Ignorando, efetivamente, o nome do proprietário, recorri, via Messenher, ao meu amigo Fernando Parente, natural de Lamelas, que prontamente averiguou de quem era e me informou que um dos herdeiros, de seu nome João Morais, foi o responsável pela limpeza do lameiro, cumprindo um desejo e recomendação da senhora sua mãe, Dona Ermelinda: “não cortes aquela urgueira”. Um espanto! Sensibilizado pela atitude da senhora Dona Ermelinda, respondi de imediato a esse meu amigo: “ainda há GENTE DA SERRA”.
Com efeito, tendo sido esse arbusto tão pródigo a fornecer as suas lenhas e raízes ao ser humano, RURAL E CITADINO, durante séculos, vê-lo em “vias de extinção”, é, para todo o estudioso, para todo o Historiador, para todo o amante da NATUREZA,uma grande dor de alma. E, pelos vistos, sem estudos botânicos, de fauna e flora, ou coisa que o valha, sem preocupações de caráter ecológico e/ou de biodiversidade, a Dona Ermelinda levada tão só por respeito a um “monumento” vegetal herdado dos seus antepassados, velhinha e doente, recomendou ao filho João Morais para “limpar o lameiro, mas não cortar a urgueira”. Uma lição de identidade. Foi o que ele fez, com a garantia de assim proceder “na suavida”. (Cf. Vídeo em rodapé)

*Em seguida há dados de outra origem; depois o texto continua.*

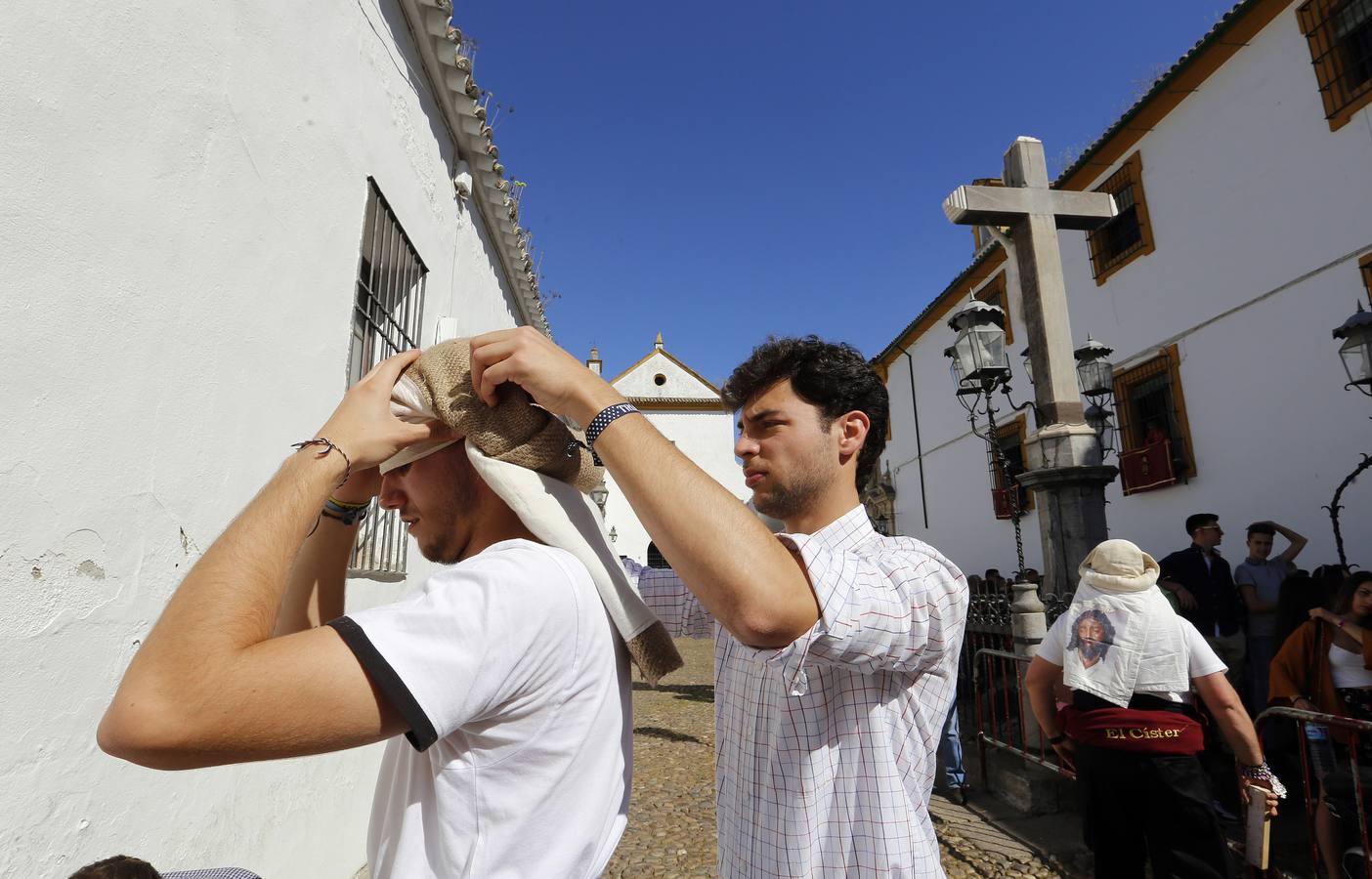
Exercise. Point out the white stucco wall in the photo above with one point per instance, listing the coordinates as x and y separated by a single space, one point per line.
182 225
707 438
1252 199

E daí, o meu espanto e regozijo simultâneo, ao ver uma URGUEIRA (não sei se “gandarinha” se “reagueda”) em plena povoação de LAMELAS, encostada ao muro granítico tradicional que separa o negro alcatrão da estrada e o velho lameiro verde, onde, de quando em vez, pastam ainda algumas ovelhas, como bem mostras as fotos ao lado.
Sabido isto, bem posso dizer que esta aldeia possui ali, à beira da estrada uma “relíquia serrana” em vias de extinção. Ela ornamenta aquele muro de lameiro, muro também ele com evidente carga histórica. Outros residentes na aldeia ou fora dela, se calhar julgando-se mais “civilizados e cultos”, teriam lá posto um muro de pedra polida revestido, sabe-se lá, de uma cerca com o caraterístico buxo dos cemitários, igual a tantas outras que vedam quintais particulares e jardins públicos.
VIDEO URGUEIRA:
NOTA: As torgas (raízes) que ilustram este texto são propridade dos irmãos Hélio Silva e Agostinho Silva, de LAMELAS, que as preservam em suas casas como elementos decorativos. Por solicitação minhae consentiram que eu as fotografasse e que fizesse delas o uso que entendesse. E cá estão elas, no rio do CONHECIMETO, na «cova de carvão», com os meus agradecimentos aos dois cidadãos com RAIZES na SERRA.